The first printing of “Porsche 356 Guide to Do-It-Yourself Restoration” has sold out. The publisher had 1,500 copies printed expecting them to last two years. They sold in six months. The publisher is printing another 1,500.
While financial gain was not my motive in writing the book, it is great to recover my expenses. If you want a book as a Christmas gift I have some available and would be happy to sign it. Price is $24.95 plus $4.00 shipping and handling.
The new Shop Car is a ’57 Sunroof Coupe not a ’55. I confused it as it has the Pre A engine configuration with the small Solex carbs. For the Shop ’58 Cabriolet, we decided on a tan leather interior which came with the car rather than the original missing red interior. With a tan soft top this Meissen Blue Cabriolet should be a sharp looking 356.
Many, many parts were missing on the Cabriolet. The most fun was making a soft top frame out of two broken ones. Since the frame has a lot of aluminum we were unable to weld it and had to fabricate attachment points and missing parts. The ’58 Cab is almost complete and will be off to Autoweave in a few weeks.

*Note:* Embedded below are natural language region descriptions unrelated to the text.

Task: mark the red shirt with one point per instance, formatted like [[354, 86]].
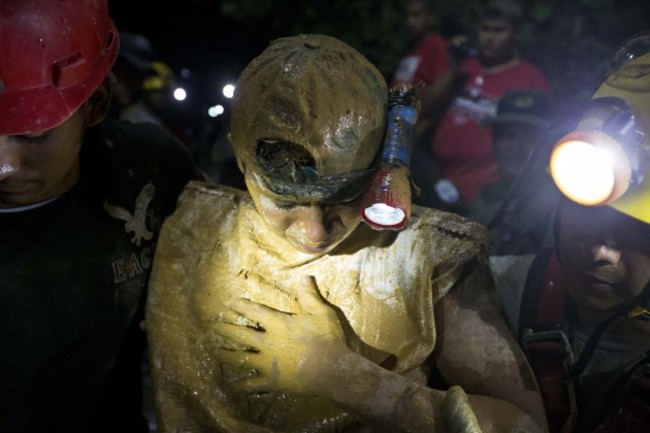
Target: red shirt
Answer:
[[462, 147]]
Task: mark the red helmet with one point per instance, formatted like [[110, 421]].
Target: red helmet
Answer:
[[53, 56]]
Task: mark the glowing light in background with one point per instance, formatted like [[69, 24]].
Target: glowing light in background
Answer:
[[228, 90], [215, 110]]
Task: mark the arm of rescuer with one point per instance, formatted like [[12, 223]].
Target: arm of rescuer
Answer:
[[475, 352]]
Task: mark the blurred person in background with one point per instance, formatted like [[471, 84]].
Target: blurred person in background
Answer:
[[581, 309], [524, 224], [468, 95], [156, 100], [82, 198], [133, 63]]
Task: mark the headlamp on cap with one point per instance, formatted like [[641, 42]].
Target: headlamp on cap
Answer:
[[606, 160], [387, 204], [599, 162]]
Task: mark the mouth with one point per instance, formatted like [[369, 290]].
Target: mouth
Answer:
[[314, 249], [603, 281]]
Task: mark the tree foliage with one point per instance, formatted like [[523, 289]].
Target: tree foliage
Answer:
[[571, 40]]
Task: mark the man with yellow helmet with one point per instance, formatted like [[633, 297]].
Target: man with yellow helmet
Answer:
[[278, 310], [583, 313]]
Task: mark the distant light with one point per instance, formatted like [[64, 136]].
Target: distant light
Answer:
[[583, 172], [215, 110], [229, 90], [180, 94]]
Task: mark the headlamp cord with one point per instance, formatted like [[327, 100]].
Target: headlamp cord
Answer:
[[592, 342]]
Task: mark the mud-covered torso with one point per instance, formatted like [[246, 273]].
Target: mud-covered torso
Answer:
[[383, 283]]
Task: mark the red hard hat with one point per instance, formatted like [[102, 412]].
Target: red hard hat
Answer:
[[53, 55]]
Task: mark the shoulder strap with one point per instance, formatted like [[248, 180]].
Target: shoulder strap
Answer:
[[543, 309], [543, 302]]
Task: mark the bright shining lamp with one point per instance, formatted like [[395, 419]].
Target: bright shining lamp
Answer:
[[590, 168], [387, 204]]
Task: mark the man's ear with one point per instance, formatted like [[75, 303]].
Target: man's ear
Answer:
[[240, 163], [97, 105]]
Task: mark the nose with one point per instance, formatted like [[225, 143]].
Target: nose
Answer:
[[314, 226], [9, 157], [605, 251]]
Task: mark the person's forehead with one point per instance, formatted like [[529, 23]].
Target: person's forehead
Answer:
[[495, 24]]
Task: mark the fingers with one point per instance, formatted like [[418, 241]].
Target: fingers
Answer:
[[247, 337], [310, 298], [458, 414], [251, 385], [255, 313]]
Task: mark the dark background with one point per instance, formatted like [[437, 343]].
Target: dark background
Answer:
[[570, 40]]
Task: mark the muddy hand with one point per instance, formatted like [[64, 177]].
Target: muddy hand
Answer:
[[286, 349]]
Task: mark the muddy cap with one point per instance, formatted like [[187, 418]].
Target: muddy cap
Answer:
[[309, 113]]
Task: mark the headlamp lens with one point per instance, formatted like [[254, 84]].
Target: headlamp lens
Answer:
[[384, 215], [583, 172]]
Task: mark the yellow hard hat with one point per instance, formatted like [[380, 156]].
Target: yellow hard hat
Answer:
[[606, 160]]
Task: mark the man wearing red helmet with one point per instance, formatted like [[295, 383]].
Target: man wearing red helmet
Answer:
[[81, 202]]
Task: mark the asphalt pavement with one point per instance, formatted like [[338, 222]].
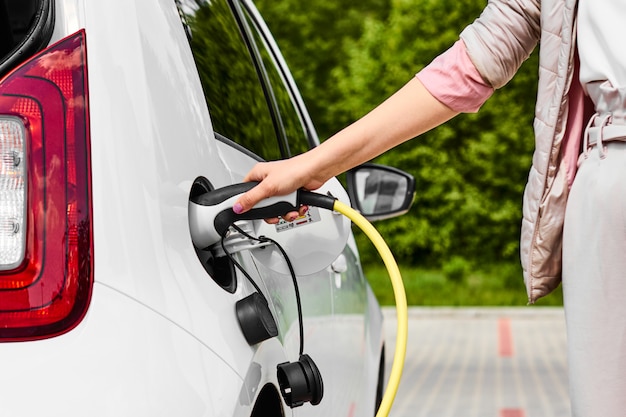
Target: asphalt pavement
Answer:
[[481, 362]]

BJ finished work on the ’57 Carrera and it will go to Don, the painter, when he is finished with Michael’s ’61 Coupe. Both these 356s will be silver.
BJ started on the smaller repairs on the Shop ’64 Coupe after I did the floor, thresholds and longitudinals. He is almost done with the metal work and will start on Scot’s ’55 Coupe.

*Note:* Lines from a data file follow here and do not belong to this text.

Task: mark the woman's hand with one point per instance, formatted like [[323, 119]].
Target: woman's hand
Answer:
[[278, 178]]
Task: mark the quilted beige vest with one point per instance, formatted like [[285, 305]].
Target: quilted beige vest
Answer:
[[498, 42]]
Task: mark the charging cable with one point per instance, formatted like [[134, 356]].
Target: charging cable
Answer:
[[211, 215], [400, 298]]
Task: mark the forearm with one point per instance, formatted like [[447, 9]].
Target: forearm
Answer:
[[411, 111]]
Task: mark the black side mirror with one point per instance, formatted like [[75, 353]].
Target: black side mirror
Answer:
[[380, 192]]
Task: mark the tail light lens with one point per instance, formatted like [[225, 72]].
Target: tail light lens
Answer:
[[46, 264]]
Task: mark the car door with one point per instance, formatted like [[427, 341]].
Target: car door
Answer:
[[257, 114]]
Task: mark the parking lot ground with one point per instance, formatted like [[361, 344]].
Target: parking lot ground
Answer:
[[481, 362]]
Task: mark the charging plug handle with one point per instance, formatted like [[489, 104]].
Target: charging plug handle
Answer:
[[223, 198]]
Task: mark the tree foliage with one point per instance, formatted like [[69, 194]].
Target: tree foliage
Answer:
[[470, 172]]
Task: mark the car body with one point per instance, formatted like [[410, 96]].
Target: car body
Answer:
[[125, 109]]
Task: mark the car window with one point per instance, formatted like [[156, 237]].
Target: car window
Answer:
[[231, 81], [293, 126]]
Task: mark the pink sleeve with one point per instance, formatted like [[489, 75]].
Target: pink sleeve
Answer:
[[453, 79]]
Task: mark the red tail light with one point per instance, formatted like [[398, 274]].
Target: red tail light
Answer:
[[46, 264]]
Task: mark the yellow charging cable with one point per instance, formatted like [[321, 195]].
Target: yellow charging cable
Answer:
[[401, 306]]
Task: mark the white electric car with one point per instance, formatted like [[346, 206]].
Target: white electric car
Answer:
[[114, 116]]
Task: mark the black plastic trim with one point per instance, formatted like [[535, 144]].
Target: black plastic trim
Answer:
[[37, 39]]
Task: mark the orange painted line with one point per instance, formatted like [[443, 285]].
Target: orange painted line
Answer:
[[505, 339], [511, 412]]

Trevor is finishing up the brake and other work on the Irish Green Shop ’64 Coupe and we hope to put some miles on it before winter sets in.
I mentioned last month that we needed bumper over riders for the ’57 Carrera. I made some calls and they are very hard to find. Then I thought to check some early pictures of the 356. In a 1965 photograph of the Carrera in the St Paul Winter Carnival parade it had over riders. But then I checked photos sent to me by the grandson of the original owner. They were taken in Norway right after the 356 was picked up at the factory. It did not have over riders in the pictures. It also had hood straps which was not noted on the factory Kardex information. Also, the fog lights specified on the Kardex were not on the car. It is probable the owner made some changes at the factory. We have the original red leather seats for the Carrera and they have a lot of patina. Maybe too much to salvage but we will wait on an evaluation at Autoweave.
Barb and I will probably drive to Arizona for the Barrett-Jackson Auction in Scottsdale in late January. This year the event is five days with over 1,000 cars to be sold. Hopefully, some will be 356s. Bill Frey attended last year and said it was a great event. Info is available online at Barrett-Jackson.com and tickets can be purchased online before the end of December.
Barb and I are also registered for the Gulf Coast Holiday, April 7-10 in Boerne, Texas (pronounced “Bernie”). Boerne is not far from San Antonio and the event will include a special tour of the Alamo site and dinner on the River Walk. (I wonder if my old barracks from my days at Officer Training School is still at Lackland AFB). The registration packet is available at www.356.cc or contact David Wildrick at 713-218-9686.
BJ and I will miss the Anaheim Swap Meet in early February. This year it is in Long Beach as the Anaheim site is not available. It has been expanded to cover all European sports cars not just Porsches. Barb and I will take vacation again on Maui. Aloha.
Some of you may experience a gasoline smell after you park your 355 in the garage. To avoid this, drive into the garage, leave the garage door open, turn your fuel petcock off (counter clockwise to Zu) and let the engine die of fuel starvation.
This procedure guarantees no gasoline smell and also keeps fuel from sitting in the carbs and fuel lines.
As mentioned previously, today’s gasoline with additives is harmful to the 356 fuel system.
With a dry system the 356 will take longer to start unless you install an electric fuel pump. Any mechanic (or you) can install one. One installation is shown in the Technical section of the 356 Registry website. Don’t forget to turn your fuel petcock back on after starting. To remind yourself that the petcock is off, pull your sun visor down. We are in the habit of turning off the fuel petcock even when stopping the car for a short while. With gas still in the fuel lines but the petcock off, the 356 will start but only go a few blocks before running out of gas. A great thief deterrent. If traveling, take a car cover to disguise your 356 at motel stops. It will look like a Volkswagen.